Dishwashers – It is true that no matter how many high quality toys you purchase for your child, they will inevitably find more interesting things to explore in your household. One such popular “toy,” as unlikely as it may seem to an adult, is the dishwasher. With buttons, sounds, sliding racks, pegs, it's the works! Unfortunately, that also makes it just as much dangerous as it is amusing. Tiny hands can get pinched in the locking latch, fingers can be crushed under the rolling racks, and sharp utensils can cause injury. The easiest way to deal with the safety risk of a dishwasher is to make sure sharp utensils are pointed downward when you put them into the utensil carriage, and that you keep the dishwasher locked when you aren't loading or unloading it.
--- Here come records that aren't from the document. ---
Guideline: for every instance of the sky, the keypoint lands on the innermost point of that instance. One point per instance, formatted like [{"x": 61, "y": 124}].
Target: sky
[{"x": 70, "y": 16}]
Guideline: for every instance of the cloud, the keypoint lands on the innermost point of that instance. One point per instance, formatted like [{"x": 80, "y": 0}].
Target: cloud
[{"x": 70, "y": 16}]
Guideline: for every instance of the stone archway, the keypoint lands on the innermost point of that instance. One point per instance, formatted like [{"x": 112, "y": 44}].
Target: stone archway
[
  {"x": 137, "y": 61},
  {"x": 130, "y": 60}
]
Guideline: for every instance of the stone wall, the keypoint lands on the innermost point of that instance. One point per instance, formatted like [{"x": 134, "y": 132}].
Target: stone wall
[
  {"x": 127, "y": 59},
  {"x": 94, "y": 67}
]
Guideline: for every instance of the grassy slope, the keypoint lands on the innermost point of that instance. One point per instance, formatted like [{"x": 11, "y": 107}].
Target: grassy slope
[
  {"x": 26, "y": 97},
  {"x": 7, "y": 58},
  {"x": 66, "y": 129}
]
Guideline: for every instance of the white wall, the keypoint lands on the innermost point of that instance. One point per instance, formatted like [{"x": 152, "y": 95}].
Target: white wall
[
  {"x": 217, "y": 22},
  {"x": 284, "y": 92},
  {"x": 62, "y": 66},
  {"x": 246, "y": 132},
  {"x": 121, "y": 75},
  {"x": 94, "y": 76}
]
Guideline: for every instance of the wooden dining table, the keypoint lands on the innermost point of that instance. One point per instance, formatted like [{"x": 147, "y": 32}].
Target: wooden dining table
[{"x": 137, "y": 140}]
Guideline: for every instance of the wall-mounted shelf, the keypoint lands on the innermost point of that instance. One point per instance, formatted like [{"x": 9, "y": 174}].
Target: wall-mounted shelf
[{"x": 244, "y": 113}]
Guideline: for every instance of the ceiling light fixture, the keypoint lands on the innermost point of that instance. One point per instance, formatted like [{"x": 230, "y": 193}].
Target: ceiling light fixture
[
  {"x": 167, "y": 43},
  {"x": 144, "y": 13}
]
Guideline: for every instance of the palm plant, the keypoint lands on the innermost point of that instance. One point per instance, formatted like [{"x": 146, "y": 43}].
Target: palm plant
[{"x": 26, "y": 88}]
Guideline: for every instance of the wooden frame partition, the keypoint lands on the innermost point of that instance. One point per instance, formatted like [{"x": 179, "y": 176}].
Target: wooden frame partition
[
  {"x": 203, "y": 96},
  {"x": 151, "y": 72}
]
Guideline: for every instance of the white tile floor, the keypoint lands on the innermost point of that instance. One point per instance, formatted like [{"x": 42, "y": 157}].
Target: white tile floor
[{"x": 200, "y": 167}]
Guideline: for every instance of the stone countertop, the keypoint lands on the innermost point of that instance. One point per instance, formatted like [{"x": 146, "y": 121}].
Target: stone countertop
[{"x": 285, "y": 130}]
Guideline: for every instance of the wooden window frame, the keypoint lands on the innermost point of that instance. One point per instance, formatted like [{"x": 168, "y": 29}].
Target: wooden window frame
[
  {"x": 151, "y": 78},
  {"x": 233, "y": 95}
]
Bed – We've come to associate the bed as a place of comfort, rest, and safety, so it may seem odd to see it listed as a potential safety hazard. However, with very small children, certain toys and linens that you might think would be safe in the bed are actually hazards for choking and suffocation. Newborns especially should not have any soft toys or linens of any kind with them in their crib. (If you are concerned about warmth, you can use a wearable blanket). Additionally, the hardware of a bed itself should be carefully checked from time to time to ensure that it's ability to stand and support your child hasn't become compromised, as some cheaper furniture can often do.
Purses and work bags – It's amusing to adults when children try to imitate their elders, or when they make snoops of themselves in what adults would consider private territory. However, an unsupervised child playing with a purse is exposed to several hazards. Bag straps can become wrapped around the child's neck and cause strangulation. Zippers can injure hands. Additionally, small items that are tossed loosely into your bag, such as change or lipstick, can be choking hazards. When you are not using your purse or bag, store it in a place that is out of reach.
Televisions – Most of us don't look at our television sets as particularly dangerous pieces of household equipment—they don't have blades or sharp edges on them that alarm us. The danger in a television, however, is in the weight of the object itself. A flat screen television may not actually be that hard for a child to pull down. The weight of such a fall could hurt the child substantially. To prevent this, keep your television atop a sturdy, low level stand, and either strap it down using earthquake straps, or mount it into the wall.
Standing water - Children have a fascination with water—particularly when they are beginning to explore various textures and materials (that's why there can be much competition for space at the water table in kindergarten!) It's important for you to be aware of this curiosity, and to realize that it doesn't take much standing water for a child to drown in it. Be sure to drain all sources of standing water in your house. If this is not possible, then take measures to secure the area where the standing water is so that it cannot be accessed by a child.